Pouca gente duvida que fundos individuais de capitalização sejam uma boa forma de administrar a previdência ou que o Brasil precisa de poupança interna. Só que essa “solução” passa por cima do problema da Previdência brasileira: o fato de que estamos indo da mão para a boca, destinando o dinheiro dos contribuintes ao pagamento dos benefícios dos aposentados. E mesmo assim o dinheiro não dá, gerando déficit de R$ 42 bilhões anuais.
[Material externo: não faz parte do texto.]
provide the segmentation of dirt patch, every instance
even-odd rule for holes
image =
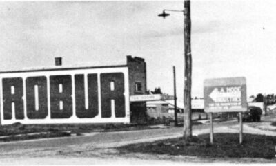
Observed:
[[[121,153],[138,152],[172,156],[184,155],[206,158],[274,158],[276,137],[244,134],[239,143],[238,133],[215,133],[215,142],[210,144],[208,134],[199,135],[195,141],[184,143],[182,138],[159,140],[151,143],[129,145],[117,149]]]

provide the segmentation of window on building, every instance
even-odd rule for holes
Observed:
[[[135,82],[135,92],[142,91],[142,83],[141,82]]]

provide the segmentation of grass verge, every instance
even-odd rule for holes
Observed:
[[[238,133],[215,133],[214,144],[209,134],[199,135],[184,143],[182,138],[154,142],[129,145],[117,149],[121,153],[140,152],[212,158],[264,158],[275,156],[276,137],[244,133],[244,142],[239,143]]]
[[[276,122],[272,122],[272,123],[271,123],[271,125],[273,125],[273,126],[276,126]]]

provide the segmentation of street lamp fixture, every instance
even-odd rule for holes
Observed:
[[[163,17],[164,19],[165,19],[166,17],[169,16],[170,14],[168,13],[166,13],[165,11],[170,11],[170,12],[184,12],[184,10],[170,10],[170,9],[164,9],[163,10],[163,12],[161,14],[159,14],[158,16],[159,17]]]
[[[192,105],[191,105],[191,87],[192,87],[192,53],[190,48],[190,0],[184,0],[183,10],[164,10],[163,13],[158,15],[159,17],[166,17],[170,15],[165,11],[181,12],[184,16],[184,138],[188,141],[193,136],[192,134]]]

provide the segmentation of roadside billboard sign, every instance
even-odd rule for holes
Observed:
[[[204,91],[205,112],[247,110],[246,80],[244,77],[206,79]]]
[[[213,113],[239,112],[239,143],[242,143],[242,112],[247,110],[246,78],[206,79],[204,93],[204,111],[210,114],[210,142],[213,143]]]
[[[130,122],[127,67],[0,73],[1,124]]]

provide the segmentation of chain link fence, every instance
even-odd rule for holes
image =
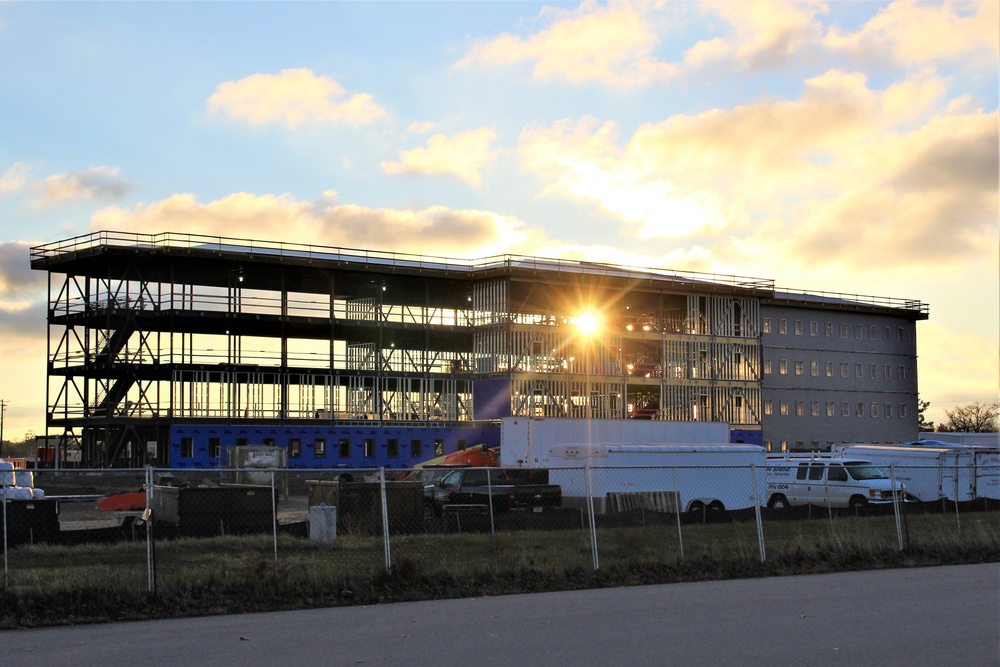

O economista André Lara Resende e o especialista em Previdência Francisco Barreto de Oliveira, do Instituto de Pesquisa Econômica Aplicada, apresentaram uma proposta desse tipo ao governo há mais de três anos. Foi polidamente devolvida. “É uma proposta ingênua, superada”, diz Raul Velloso.

“É como se alguém que tivesse aterrissado depois de passar um tempo em Marte abrisse um livro-texto e apontasse o sistema de capitalização.”

O que de mais atual saiu da equipe de Ciro, depois de colocar essa proposta de programa de governo na internet, foi a inclusão da taxa de desemprego ao lado do índice de inflação para balizar as metas da política econômica. A soma dos dois índices formaria uma “taxa de desconforto”, que deveria baixar ano a ano. Acontece que a política de juros do governo não é a causa da falta de crescimento econômico, adverte Raul Velloso. Tanto que a taxa básica, estabelecida pelo Banco Central, está em 18%, enquanto a do mercado oscila acima do patamar dos 20%. “Se não posso atribuir a desaceleração à taxa Selic, por que vou mudar a política? Só pela novidade, por uma coisa bonita, charmosa?”, pergunta o especialista em contas públicas. “O problema fundamental é de natureza fiscal.”

Tentativas – O Estado tentou ouvir Ciro Gomes sobre essas críticas dos especialistas, mas não foi possível. Sua assessoria informa, no entanto, que a proposta examinada aqui é provisória. Seus princípios se manterão, mas ela será “adensada” com a contribuição de novos assessores, como Maurício Dias David, que se licenciou do BNDES, e até membros da equipe econômica do governo, cujo nome não pode ser divulgado.